Ann Coulter: Brown is the new black
Consider this e-mail from Michele Waslin, La Raza’s director of Immigration Policy Research, to her members denouncing Sen. Lamar Alexander’s proposal to provide government grants to immigrants who want to learn English and American history and to organizations offering those courses. (I’d be happy with a law that simply trained new immigrants not to be “offended” all the time.)
Even though this potentially meant free money for La Raza, Waslin – of the Guadalajara Waslins – ominously warned that while the amendment “doesn’t overtly mention assimilation, it is very strong on the patriotism and traditional American values language in a way which is potentially dangerous to our communities.”
Meanwhile, Americans aren’t allowed to consider whether millions of immigrants refusing to learn English and American history is “potentially dangerous to our communities.”
Peggy Noonan: At the Immigration Rally
I love immigrants. That’s not important or relevant, but it’s where I start… I love them because they are brave. They left their country and struggled their way to this one to get a better life. (It’s good to remember that that’s not an insult to us but a compliment. They’re saying: Your way is better.) I love immigrants because they make themselves lonely for their children. They go to a place where few share their language, their memories, their references. They do this so their children will have a greater chance at happiness. I love immigrants because they invest in the future with the biggest thing they can invest with: their life.
…Does my feeling for immigrants, and my afternoon at the march, leave me supporting open borders, or illegal immigration? No. Why should it? To love immigrants is not to believe America has no right to decide who can come to America and become a citizen. America has always decided who comes here. That’s why it all worked.
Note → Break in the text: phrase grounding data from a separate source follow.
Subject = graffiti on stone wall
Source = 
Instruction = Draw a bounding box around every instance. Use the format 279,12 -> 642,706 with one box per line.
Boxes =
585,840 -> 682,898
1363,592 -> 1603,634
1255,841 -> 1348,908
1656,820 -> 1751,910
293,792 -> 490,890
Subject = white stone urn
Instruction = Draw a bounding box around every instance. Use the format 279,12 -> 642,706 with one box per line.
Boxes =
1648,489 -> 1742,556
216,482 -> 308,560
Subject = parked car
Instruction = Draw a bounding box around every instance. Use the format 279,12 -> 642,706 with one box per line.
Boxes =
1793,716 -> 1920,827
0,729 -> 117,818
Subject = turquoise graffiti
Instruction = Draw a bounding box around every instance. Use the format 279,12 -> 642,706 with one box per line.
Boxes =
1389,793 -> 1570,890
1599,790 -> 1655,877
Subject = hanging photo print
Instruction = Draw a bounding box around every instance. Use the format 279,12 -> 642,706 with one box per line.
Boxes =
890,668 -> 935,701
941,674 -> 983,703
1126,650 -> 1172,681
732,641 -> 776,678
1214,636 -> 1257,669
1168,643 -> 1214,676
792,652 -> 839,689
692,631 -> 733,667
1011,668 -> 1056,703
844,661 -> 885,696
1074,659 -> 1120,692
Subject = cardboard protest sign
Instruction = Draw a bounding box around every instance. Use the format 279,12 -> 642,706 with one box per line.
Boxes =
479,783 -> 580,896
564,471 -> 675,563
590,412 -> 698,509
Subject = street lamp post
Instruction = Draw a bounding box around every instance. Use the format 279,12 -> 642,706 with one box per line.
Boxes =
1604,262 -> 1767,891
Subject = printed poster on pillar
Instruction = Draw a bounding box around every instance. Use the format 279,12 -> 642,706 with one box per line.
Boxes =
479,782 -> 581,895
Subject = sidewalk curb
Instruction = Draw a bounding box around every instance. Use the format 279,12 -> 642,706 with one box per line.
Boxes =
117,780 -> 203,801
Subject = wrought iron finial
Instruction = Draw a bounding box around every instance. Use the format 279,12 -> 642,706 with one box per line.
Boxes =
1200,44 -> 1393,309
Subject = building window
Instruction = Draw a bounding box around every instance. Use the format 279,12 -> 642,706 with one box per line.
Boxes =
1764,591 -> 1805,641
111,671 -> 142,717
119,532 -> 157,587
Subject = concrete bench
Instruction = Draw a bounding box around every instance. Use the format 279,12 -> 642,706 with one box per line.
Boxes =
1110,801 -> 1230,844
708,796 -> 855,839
While the marchers seemed to be good people, and were very likable, the march itself, I think, violated the old immigrant politesse–the general understanding that you’re not supposed to get here and immediately start making demands. It would never have occurred to my grandparents to demand respect. They thought they had to earn it. It would never have occurred to them to air mass grievances, assert rights, issue a list of legislative demands. Especially if they were here unlawfully.
I happen to think America in general has deep affection for immigrants, knows they are part of the dynamic, a part of our growth and our endless coming-into-being. But when your heart is soft, and America’s is, your head must be hard.
We are a sovereign nation operating under the rule of law. That, in fact, is why many immigrants come here. They come from places where the law, such as it is, is corrupt, malleable, limiting. Does it make sense to subvert our own laws to facilitate the entrance of those in pursuit of government by law? Whatever our sentiments and sympathies as individuals, America has the right, and the responsibility, to protect the integrity of its borders, to make the laws by which immigrants are granted entrance, and to enforce those laws.